Create On-the-Spot Systems for Simplifications
Quiz: what’s the task that’s on your list over and over, daily or weekly, that makes you groan every time you think about it? Maybe it’s keeping your time, filing expense reports, updating your LinkedIn contacts, or reviewing and paying invoices. Pick the one that nags at you the most, the one that feels like it’s always hanging over your head.
My “oh no, not this again” task is filing. Even in our electronic age, I produce and receive a ton of paper. Most of it gets scanned and then filed online, and accomplishing that is my most dreaded task that feels pointless yet necessary. (Even when I’m able to delegate that to an assistant, the task is still there in some way, since I need to indicate how the filing should be done.)
My first job after law school was clerking for a federal District Court judge, and that’s where my dislike of filing began. When I started, the senior clerk suggested taking Friday afternoons to update the case files, but I always wanted to crank out a little more “real” work to finish the week instead. Result? The senior clerk would face Monday morning with a clear desk and empty in-box, and I’d have a huge stack of papers and a feeling of dread. After all, Monday is definitely for “real” work. How and when to cram in the necessary but onerous task of filing?

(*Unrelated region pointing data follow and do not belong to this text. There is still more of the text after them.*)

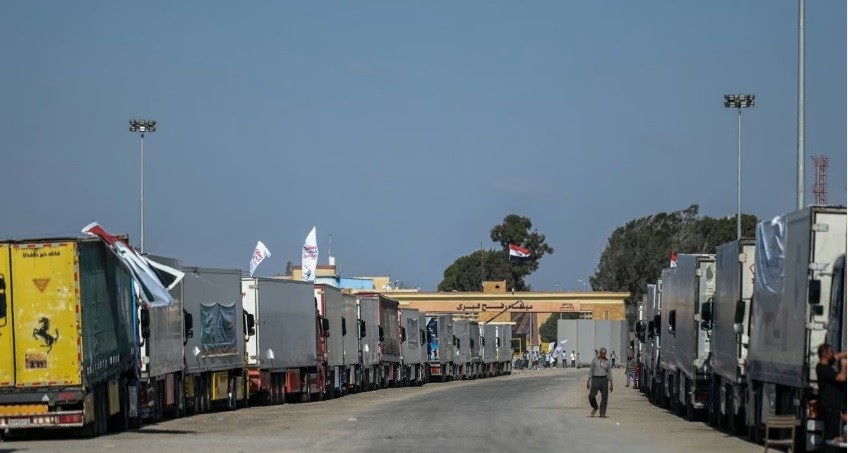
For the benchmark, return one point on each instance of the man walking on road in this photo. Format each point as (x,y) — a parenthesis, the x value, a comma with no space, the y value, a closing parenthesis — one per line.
(600,380)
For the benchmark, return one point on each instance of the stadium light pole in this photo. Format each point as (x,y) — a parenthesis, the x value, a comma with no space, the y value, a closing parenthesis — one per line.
(142,126)
(738,102)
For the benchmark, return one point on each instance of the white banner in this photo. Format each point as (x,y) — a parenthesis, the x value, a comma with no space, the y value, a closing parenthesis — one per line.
(259,254)
(309,259)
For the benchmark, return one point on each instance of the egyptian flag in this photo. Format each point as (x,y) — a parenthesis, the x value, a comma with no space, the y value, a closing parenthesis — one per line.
(153,278)
(518,253)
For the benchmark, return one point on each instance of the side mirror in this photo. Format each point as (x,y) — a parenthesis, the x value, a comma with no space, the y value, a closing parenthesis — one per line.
(188,323)
(814,292)
(145,323)
(657,325)
(672,321)
(251,324)
(3,299)
(707,314)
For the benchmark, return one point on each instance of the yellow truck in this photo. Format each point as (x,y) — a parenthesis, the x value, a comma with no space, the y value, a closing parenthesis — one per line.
(68,357)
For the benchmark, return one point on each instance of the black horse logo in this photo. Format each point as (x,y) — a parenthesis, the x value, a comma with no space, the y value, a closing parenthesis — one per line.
(44,333)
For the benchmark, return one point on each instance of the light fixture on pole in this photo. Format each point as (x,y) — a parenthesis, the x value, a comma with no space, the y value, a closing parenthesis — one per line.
(738,102)
(142,126)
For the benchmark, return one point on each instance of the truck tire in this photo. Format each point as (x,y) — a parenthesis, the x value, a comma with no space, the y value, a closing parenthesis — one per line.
(121,421)
(231,400)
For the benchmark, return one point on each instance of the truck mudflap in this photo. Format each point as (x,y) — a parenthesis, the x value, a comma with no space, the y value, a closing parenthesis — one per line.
(314,383)
(27,416)
(32,410)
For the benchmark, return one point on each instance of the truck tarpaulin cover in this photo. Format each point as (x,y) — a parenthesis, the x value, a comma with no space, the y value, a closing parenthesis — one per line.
(218,334)
(154,279)
(770,256)
(433,338)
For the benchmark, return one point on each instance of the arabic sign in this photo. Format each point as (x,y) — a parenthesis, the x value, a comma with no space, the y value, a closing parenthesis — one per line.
(517,305)
(570,307)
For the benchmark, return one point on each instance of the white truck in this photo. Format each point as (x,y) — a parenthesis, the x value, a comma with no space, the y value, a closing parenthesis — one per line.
(729,318)
(790,315)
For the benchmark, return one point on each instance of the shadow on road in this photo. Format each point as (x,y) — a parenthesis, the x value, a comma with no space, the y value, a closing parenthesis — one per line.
(163,431)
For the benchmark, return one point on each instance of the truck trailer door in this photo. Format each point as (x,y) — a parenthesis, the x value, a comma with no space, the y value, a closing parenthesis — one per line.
(7,353)
(46,313)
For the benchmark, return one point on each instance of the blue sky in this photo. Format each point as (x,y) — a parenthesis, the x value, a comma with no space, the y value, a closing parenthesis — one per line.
(406,129)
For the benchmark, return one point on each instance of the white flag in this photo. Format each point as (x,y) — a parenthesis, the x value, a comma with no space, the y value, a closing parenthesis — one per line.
(259,254)
(309,259)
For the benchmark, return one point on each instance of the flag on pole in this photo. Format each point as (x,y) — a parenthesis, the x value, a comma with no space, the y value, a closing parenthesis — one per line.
(259,254)
(309,258)
(153,279)
(519,253)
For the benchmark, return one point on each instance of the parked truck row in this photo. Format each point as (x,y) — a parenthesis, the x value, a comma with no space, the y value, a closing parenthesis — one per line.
(82,347)
(732,337)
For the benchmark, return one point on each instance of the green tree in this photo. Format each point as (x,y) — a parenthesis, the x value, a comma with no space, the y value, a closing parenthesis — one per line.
(468,272)
(517,230)
(637,252)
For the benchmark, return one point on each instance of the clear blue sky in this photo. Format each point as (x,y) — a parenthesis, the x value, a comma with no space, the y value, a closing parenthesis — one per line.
(406,129)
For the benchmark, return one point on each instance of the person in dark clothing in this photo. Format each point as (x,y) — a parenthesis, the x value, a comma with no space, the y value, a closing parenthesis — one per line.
(831,389)
(600,380)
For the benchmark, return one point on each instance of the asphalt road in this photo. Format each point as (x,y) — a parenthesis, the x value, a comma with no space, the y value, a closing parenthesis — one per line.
(544,410)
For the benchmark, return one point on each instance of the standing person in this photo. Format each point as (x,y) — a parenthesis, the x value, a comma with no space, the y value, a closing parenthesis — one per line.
(600,380)
(831,393)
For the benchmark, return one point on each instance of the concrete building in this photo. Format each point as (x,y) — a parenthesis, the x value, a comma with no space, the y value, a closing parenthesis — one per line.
(528,310)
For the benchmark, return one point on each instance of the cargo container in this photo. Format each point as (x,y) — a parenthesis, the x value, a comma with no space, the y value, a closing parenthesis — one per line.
(350,333)
(441,346)
(667,372)
(505,351)
(161,384)
(330,307)
(412,359)
(464,343)
(287,357)
(476,338)
(688,289)
(728,316)
(369,342)
(489,350)
(68,351)
(215,351)
(790,315)
(387,370)
(422,330)
(390,340)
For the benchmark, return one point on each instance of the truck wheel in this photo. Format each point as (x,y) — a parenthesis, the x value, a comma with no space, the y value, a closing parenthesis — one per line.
(121,421)
(231,401)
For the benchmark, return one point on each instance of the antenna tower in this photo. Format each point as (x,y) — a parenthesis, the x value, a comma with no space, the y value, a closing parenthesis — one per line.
(820,186)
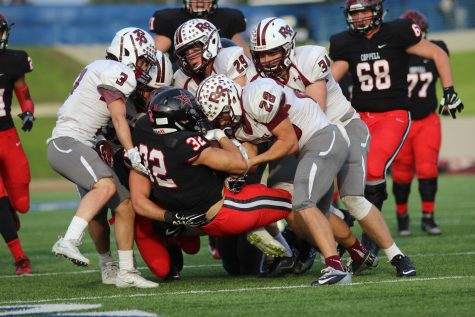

Unfortunately, I didn’t master the task while I was clerking. I always played catch-up and hated it, but not enough to change my pattern. And then, while practicing, I figured it out: create an on-the-spot system to ensure that the necessary but annoying “non-work” tasks get done bit by bit, on a regular basis. For filing, that means that I now tack on an extra minute or two to scan and save documents after I do the “real” work. I rarely keep time now, but when I do, I keep a pad by my desk to make running notes and tally it up at the end of the day. It’s ongoing (just like the annoying tasks) but it makes the irritation easier to handle because things don’t pile up.
How do you spot “on-the-spot system” tasks, and how do you create the system? Seven steps.
- As you do your work, notice what “unthinking” tasks you do and dread over and over.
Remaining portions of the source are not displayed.